Carnival barkers have a certain “reputation” for truth and honesty. One famous carnival barker: the alleged source of the phrase “There’s a sucker born every minute“. Because of this, I’ve grown more curious about P.T. Barnum over the past four years. It seems many folks have been fond of making comparisons between Donald Trump and other historic figures (including me). Did Barnum share a lot in common with Donald Trump?
I still don’t know much about Barnum, but this past weekend, I finally read the Wikipedia article about him: https://en.wikipedia.org/wiki/P._T._Barnum. I found some similarities, but it turns out that Barnum was staunchly anti-slavery, and considered himself a proud Progressive Republican. While being a gifted salesman who helped establish the carnival-barker style, he seemed to use his political prowess for good.
Phineas Taylor Barnum was born in Bethel, Connecticut (just outside of New York City) on July 5, 1810. That date is almost exactly 16 years before John Adams and Thomas Jefferson died. Barnum hopefully enjoyed his 16th birthday despite the death of two American founding fathers the day before. Barnum may have had bigger problems that year; his father also died that year. Philo Barnum was reportedly an innkeeper, tailor, and store-keeper. Presumably, 16-year-old Phineas had to take over for the elder Philo. I’m guessing it wasn’t three large businesses like you would find today but rather, the innkeeper and his family lived at the inn, and had a small store in the lobby. It was probably a family business, and young Phineas’s mother (Irena Taylor Barnum) contributed mightily to the family business. That’s not what the Wikipedia article (currently) says; I’m extrapolating on the article, and the what I know about the 1820s.
But let’s fast forward to a much older P.T. Barnum. The year is 1866; the North had defeated the South in the Great Civil War, which wasn’t so great. Some estimates claim that over 1 million people were killed. Then, shortly after the South had surrendered to the Republican-controlled North, the President of the United States, Abraham Lincoln, was murdered by a southern dissident. His Vice President was Andrew Johnson. Johnson was a former Tennessee senator who had ascended to the Vice Presidency just a few weeks prior. Now, instead of being a Democratic senator representing Confederate-heavy Tennessee, he was suddenly the primary occupant of the Oval Office. Johnson wasn’t as “progressive” as Lincoln was.
The good news: Abraham Lincoln’s Republican Party was dominant in electoral politics. Many Progressive Republicans were eager to make big changes in the country. The Civil Rights Act of 1866 was passed over Johnson’s veto. The 13th Amendment (banning slavery) had been quickly ratified the prior year, and 14th Amendment had been ratified by the Connecticut legislature.

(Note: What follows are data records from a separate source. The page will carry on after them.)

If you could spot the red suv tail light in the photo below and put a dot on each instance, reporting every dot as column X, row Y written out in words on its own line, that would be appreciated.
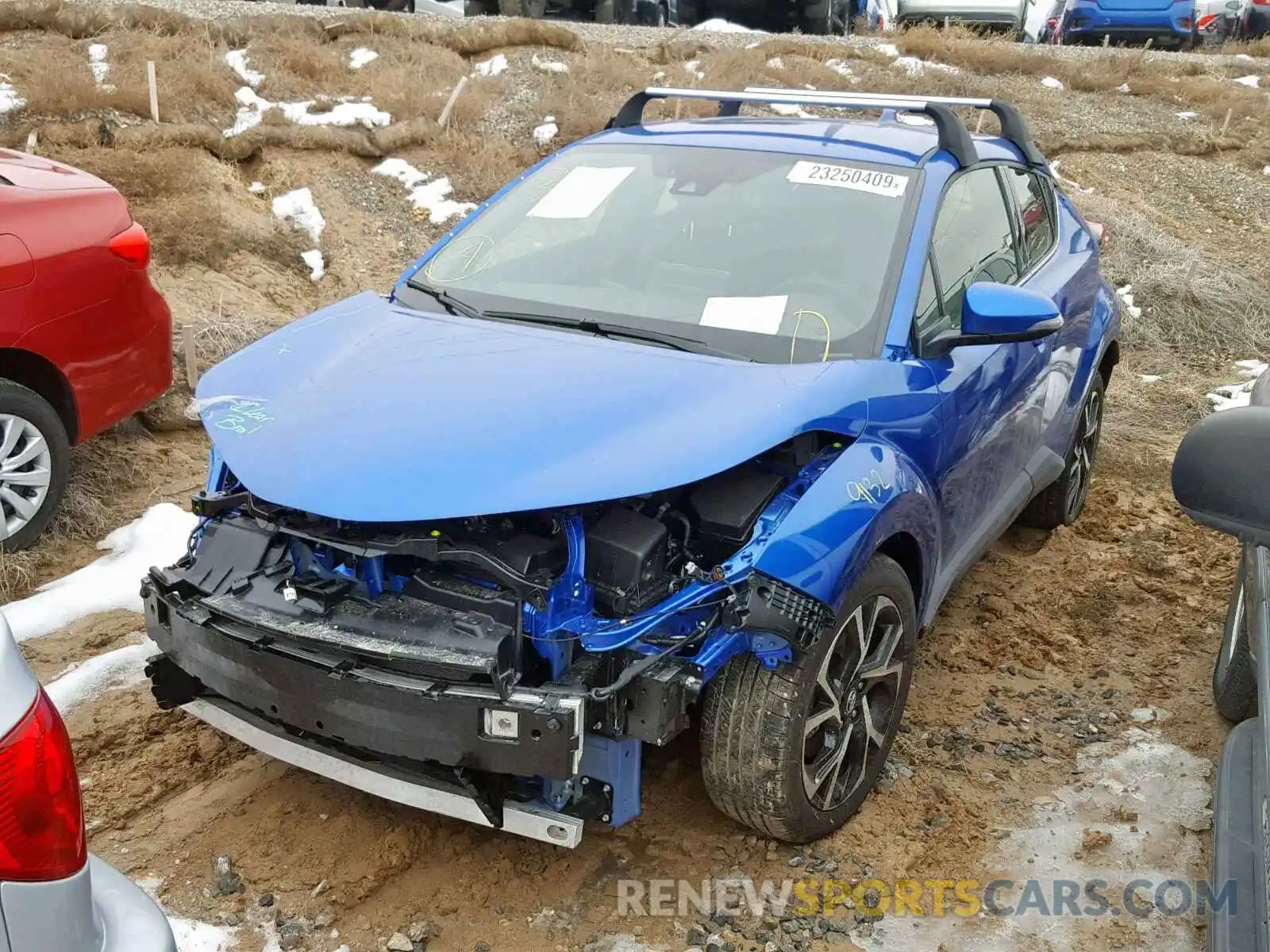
column 133, row 245
column 41, row 816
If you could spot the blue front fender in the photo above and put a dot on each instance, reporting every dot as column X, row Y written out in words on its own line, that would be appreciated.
column 868, row 494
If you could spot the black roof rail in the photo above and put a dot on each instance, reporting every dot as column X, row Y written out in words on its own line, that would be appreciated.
column 1014, row 130
column 952, row 133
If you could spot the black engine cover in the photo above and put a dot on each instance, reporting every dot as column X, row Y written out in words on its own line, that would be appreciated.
column 626, row 555
column 727, row 508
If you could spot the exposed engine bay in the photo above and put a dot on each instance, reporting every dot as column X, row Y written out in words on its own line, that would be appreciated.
column 486, row 649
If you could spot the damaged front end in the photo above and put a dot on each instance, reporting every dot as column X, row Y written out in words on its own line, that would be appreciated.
column 502, row 670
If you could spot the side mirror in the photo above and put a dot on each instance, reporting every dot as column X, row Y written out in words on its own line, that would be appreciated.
column 1222, row 473
column 999, row 314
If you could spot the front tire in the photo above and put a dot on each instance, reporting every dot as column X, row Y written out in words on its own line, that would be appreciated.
column 35, row 465
column 793, row 753
column 1062, row 501
column 1235, row 682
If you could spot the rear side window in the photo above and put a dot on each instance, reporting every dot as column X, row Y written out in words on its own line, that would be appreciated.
column 975, row 239
column 1034, row 200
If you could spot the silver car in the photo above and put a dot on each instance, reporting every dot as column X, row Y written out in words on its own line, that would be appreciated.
column 1001, row 14
column 54, row 895
column 1222, row 480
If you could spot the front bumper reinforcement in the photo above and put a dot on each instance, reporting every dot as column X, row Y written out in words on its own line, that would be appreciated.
column 380, row 780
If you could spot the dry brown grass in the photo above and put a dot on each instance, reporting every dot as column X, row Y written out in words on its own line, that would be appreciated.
column 1195, row 310
column 478, row 165
column 469, row 38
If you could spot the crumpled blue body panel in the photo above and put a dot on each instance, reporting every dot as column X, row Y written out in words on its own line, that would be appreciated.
column 371, row 412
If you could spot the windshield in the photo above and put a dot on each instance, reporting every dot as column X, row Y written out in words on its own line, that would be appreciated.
column 765, row 255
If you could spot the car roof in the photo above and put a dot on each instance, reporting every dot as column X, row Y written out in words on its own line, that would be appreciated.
column 852, row 140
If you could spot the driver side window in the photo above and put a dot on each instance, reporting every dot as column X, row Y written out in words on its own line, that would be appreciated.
column 973, row 239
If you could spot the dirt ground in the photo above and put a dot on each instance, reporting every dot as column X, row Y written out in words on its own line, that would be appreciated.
column 1048, row 645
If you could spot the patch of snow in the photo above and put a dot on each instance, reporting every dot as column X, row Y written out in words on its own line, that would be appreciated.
column 717, row 25
column 1126, row 296
column 425, row 192
column 914, row 120
column 360, row 57
column 190, row 935
column 10, row 98
column 544, row 65
column 912, row 65
column 315, row 262
column 545, row 132
column 158, row 537
column 300, row 209
column 791, row 109
column 493, row 67
column 344, row 112
column 101, row 67
column 237, row 60
column 121, row 668
column 1238, row 393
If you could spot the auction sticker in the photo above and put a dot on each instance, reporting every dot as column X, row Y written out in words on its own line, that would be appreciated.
column 879, row 183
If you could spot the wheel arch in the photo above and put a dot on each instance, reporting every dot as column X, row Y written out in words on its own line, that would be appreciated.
column 870, row 499
column 1110, row 359
column 44, row 378
column 906, row 551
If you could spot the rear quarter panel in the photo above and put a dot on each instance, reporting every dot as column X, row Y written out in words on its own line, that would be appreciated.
column 18, row 685
column 88, row 313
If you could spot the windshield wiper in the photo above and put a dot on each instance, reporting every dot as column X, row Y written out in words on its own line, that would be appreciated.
column 446, row 300
column 618, row 332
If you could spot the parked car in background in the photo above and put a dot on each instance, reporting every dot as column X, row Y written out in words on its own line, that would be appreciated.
column 54, row 895
column 86, row 340
column 997, row 14
column 1222, row 479
column 1218, row 21
column 1164, row 22
column 1255, row 19
column 1052, row 29
column 649, row 13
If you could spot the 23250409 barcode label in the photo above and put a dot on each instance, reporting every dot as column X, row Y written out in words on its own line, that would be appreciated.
column 880, row 183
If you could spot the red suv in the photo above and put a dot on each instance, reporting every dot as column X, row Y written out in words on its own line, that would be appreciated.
column 86, row 340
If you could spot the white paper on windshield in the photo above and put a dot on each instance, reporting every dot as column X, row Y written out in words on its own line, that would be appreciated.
column 579, row 194
column 757, row 315
column 879, row 183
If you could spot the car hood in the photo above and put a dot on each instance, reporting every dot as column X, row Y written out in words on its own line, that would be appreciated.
column 370, row 412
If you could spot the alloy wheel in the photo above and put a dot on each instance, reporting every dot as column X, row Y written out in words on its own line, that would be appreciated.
column 25, row 470
column 855, row 704
column 1081, row 466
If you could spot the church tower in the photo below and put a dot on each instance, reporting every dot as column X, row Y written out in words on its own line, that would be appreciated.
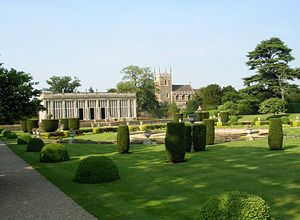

During ratification of that amendment, P.T. Barnum was a Republican member of the Connecticut House of Representatives, serving the city of Fairfield. Barnum was a popular politician, who became mayor of Bridgeport, Connecticut, and helped gas lighting to the streets. He also worked on the water supply, and helped enforce sin laws (regarding alcohol and prostitution)
But Barnum, in his eventual partnership with James Anthony Bailey, took his circus all over America (and elsewhere). Barnum & Bailey circuses had all sorts of good, wholesome fun, but had seedier elements, too.
They charged people for things they never should have spent money on, and got them to spend real money. They spent real pennies, nickels, dimes, quarters, and dollar coins which were worth something back then. Back in the 1880s, those coins were made out of real copper, real nickel, real silver, and real gold. The things that Barnum was telling people? Well, at times, probably fraudulent, and illegal by today’s standards. But everyone knows that circuses are for fun! It was for eating cotton candy, and gambling away a few pennies trying to make a bullseye with a rigged BB gun. Sometimes it was possible to get a bucket of caramel-covered popcorn with peanuts in it.
I believe Trump was trying to replicate some of Barnum & Bailey’s success. I’ve gotten the sense that the circus/carnival atmosphere was what Trump was pushing for at his frequent rallies, and his whole electoral strategy was being able to take the the Trump/Tea-Party show on the road. I’m guessing (from the few videos that I’ve seen) that Trump’s campaign rallies were also intended as an opportunity to sell. I’m sure that it was possible to get a lot of Trump-branded merchandise from tents set up in the parking lots around the venue where the rally was being held. For example, I’m sure that it was possible to get Ivanka-Trump-branded jewelry and perfume.